2026-06-05

Looking for an Otterly alternative? Here's how aiListing compares.

If you've been researching AI visibility tools, you've probably encountered Otterly. It's a solid product for tracking whether AI assistants mention your brand. So why would an e-commerce store choose aiListing instead?

The short version: Otterly measures the outcome (mentions). aiListing measures the outcome *and* diagnoses why you're not getting them — which is the part most stores actually need first.

What both tools do

Both aiListing and Otterly monitor whether AI assistants (ChatGPT, Perplexity, Gemini) mention your brand or products when users ask relevant questions. Both give you a mention rate, trend lines, and some form of competitor comparison.

For a large enterprise brand doing general AI visibility tracking, that overlap covers most of your use case.

Where they diverge

aiListing was built specifically for e-commerce stores selling physical products. That focus changes what the tool actually checks.

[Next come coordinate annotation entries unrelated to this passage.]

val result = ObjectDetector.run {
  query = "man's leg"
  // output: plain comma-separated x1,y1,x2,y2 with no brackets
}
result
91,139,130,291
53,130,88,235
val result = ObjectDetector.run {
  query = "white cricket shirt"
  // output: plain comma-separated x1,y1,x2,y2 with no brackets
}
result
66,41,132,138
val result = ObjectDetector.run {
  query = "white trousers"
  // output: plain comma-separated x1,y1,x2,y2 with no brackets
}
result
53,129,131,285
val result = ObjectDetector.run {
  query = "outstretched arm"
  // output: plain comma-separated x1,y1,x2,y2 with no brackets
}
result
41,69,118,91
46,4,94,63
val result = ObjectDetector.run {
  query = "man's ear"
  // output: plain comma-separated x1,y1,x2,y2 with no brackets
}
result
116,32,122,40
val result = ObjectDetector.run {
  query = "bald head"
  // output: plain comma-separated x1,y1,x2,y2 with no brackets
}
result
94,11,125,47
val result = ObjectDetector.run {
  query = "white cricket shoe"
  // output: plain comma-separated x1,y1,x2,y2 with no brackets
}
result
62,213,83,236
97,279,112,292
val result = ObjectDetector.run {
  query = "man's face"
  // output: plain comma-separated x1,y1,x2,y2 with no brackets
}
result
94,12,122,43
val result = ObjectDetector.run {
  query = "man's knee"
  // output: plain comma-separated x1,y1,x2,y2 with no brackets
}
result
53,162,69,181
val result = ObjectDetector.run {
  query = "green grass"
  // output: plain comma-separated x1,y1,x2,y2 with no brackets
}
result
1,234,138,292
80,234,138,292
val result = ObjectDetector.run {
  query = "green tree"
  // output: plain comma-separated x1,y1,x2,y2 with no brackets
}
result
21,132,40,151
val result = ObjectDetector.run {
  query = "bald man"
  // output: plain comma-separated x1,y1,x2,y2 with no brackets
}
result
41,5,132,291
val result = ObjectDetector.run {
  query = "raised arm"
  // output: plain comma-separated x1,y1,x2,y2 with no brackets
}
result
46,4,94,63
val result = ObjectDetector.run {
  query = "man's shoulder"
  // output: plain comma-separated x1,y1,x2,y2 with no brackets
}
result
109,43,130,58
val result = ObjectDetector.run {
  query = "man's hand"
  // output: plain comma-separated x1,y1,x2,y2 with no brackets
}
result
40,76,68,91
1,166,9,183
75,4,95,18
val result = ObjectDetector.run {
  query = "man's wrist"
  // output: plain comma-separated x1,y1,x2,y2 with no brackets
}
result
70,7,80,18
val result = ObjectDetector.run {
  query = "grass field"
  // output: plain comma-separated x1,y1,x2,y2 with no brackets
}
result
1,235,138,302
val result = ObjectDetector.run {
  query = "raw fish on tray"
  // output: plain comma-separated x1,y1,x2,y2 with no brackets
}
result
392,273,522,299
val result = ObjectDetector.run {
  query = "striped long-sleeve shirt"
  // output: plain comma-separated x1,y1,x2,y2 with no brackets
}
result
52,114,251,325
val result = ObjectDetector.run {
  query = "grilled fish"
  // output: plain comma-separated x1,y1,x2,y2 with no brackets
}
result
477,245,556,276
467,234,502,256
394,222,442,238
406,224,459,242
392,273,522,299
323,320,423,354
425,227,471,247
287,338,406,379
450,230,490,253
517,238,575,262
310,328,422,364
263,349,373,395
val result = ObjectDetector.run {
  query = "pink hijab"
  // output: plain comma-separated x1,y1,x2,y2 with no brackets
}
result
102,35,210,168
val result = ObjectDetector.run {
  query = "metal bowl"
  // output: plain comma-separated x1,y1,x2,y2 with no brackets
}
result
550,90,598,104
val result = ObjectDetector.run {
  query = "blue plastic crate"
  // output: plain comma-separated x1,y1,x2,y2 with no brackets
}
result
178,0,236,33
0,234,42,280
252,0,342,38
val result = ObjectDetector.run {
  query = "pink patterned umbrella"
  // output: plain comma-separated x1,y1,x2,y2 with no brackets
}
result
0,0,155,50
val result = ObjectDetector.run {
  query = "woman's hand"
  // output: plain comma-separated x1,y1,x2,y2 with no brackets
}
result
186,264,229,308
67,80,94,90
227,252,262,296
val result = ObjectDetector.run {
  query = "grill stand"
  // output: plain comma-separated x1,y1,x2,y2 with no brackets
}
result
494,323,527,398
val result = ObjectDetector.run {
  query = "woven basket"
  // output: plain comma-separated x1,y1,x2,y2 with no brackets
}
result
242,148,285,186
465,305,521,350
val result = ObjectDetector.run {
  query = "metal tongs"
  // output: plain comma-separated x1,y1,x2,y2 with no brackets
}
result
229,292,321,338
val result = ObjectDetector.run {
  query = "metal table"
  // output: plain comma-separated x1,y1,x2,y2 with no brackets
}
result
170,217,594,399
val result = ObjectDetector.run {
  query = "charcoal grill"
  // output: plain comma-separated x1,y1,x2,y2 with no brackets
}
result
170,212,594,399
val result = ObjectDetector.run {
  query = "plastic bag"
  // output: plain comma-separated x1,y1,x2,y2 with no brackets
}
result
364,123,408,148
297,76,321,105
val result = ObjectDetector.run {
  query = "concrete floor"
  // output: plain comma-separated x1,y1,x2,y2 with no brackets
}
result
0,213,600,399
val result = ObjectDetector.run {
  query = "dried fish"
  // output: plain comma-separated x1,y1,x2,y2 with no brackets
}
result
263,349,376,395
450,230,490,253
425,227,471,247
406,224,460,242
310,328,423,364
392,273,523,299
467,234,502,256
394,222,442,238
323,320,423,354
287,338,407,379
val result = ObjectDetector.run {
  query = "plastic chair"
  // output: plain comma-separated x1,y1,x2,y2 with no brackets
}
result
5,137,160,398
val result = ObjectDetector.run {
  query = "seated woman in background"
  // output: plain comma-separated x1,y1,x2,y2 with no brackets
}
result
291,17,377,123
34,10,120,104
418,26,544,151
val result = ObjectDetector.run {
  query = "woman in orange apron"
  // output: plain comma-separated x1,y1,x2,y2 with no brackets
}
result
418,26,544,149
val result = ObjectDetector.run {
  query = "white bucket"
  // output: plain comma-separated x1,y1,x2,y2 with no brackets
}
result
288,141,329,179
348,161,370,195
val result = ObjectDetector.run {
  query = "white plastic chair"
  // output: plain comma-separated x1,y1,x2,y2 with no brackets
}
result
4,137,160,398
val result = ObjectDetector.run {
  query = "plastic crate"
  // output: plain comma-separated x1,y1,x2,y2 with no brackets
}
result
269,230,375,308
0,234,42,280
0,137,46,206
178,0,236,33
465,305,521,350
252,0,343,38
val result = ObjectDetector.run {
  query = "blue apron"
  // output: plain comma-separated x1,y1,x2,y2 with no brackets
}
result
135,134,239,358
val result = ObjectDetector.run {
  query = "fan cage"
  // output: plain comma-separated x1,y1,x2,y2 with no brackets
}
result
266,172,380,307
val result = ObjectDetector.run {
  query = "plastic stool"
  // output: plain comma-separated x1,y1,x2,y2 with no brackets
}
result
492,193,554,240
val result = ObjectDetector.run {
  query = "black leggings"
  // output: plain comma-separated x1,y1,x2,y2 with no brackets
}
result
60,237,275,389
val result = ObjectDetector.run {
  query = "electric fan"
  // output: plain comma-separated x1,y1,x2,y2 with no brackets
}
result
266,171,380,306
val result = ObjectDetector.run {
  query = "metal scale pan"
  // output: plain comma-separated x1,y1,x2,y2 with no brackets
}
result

When a customer asks an AI assistant "where should I buy running shoes under €100 in Berlin?", the answer isn't just about whether your brand name appears — it's about whether the AI can *read your catalog* at the machine level. That requires:

None of this shows up in a mention-rate dashboard. But all of it determines whether you *can* be mentioned for shopping queries.

This is the gap aiListing fills: a technical audit of the infrastructure beneath your mention rate, with specific findings and downloadable fixes — before you set up monitoring.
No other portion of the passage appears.